伊勢の内宮から少しだけ離れたところにある倉田山周辺、そこには伊勢神宮に奉納されたいろんなものを収蔵する施設があります。神宮徴古館・神宮美術館・神宮農業館の三つの施設が仲良く配置されています。文化的なものは徴古館、美術作品は美術館、農林水産業に関連するものは農業館というふうになっているようでした。
三館を見せてもらって七百円ということなので、共通券を購入して三つとも見せてもらいました。
妻は見たことがあったそうですが、私は初めてでした。三重県に住んで三十年にもなるし、物見高い私なのに、初めての拝観とは驚きです。
徴古館と美術館の印象は、大家の作品があったり、伊勢の文化を見せてもらったり、既視感があったような気がします。
さて、農業館です。皇室ゆかりの神宮ですから、上皇さまの田植えや収穫、上皇后さまの機織りなどの写真紹介、志摩地方での田植え祭り、志摩半島のアワビ加工などの海産物の収穫、さまざまに工夫されてきた農機具、皇室の方の農業館の扁額など、農業・水産業・林業に関わることなどの展示をザーッと見てきました。
それらすべては、伊勢志摩地方でできる産業でもありました。
日本は島国だから、たいていのところには海があり、人が住むフラットなところでは稲作が行われる。まわりはたいてい山があるので、そこで林業が行われ、杉やヒノキが山から切り出されていく。
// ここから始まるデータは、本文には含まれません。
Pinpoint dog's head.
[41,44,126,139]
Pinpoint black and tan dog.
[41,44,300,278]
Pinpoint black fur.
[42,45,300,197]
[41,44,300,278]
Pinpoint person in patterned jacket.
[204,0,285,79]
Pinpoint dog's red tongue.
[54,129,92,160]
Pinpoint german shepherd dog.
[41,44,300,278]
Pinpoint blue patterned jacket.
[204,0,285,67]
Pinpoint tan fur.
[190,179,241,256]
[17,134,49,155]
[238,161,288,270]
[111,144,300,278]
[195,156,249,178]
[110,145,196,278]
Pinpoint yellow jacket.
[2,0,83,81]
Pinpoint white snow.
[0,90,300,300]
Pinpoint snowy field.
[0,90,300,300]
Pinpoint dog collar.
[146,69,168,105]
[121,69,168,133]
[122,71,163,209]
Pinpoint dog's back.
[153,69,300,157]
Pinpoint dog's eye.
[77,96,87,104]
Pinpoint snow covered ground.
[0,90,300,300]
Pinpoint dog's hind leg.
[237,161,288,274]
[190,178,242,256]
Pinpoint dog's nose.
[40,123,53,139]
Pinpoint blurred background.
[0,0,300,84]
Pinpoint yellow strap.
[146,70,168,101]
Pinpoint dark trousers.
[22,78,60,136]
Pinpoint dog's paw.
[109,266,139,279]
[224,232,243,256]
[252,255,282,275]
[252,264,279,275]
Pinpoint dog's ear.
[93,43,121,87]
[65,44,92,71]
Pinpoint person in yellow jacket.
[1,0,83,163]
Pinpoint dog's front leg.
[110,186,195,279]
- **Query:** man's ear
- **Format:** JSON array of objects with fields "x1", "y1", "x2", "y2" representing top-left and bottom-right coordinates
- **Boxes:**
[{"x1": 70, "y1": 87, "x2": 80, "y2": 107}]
水は、雨が降るから、どこでもそれぞれ工夫して水を引いて田に水を入れる。年に一回しかお米は取れないから、冬は稲作以外のことをする。たとえば、お蚕さんから絹をいただいて絹織物を作る。あるいは、おうちの中でわら細工などしてみたりする。伊勢志摩地方は温暖な気候なので、冬に家でこもりきりで作業というのは少ないかもしれません。外でなにがしかの作業はできたでしょう。
ここに海から出てくる太陽と、都から近いし、温暖なところとして伊勢志摩がお社の最適の地ということになり、アマテラスオオミカミさまは鎮座なされたということになっています。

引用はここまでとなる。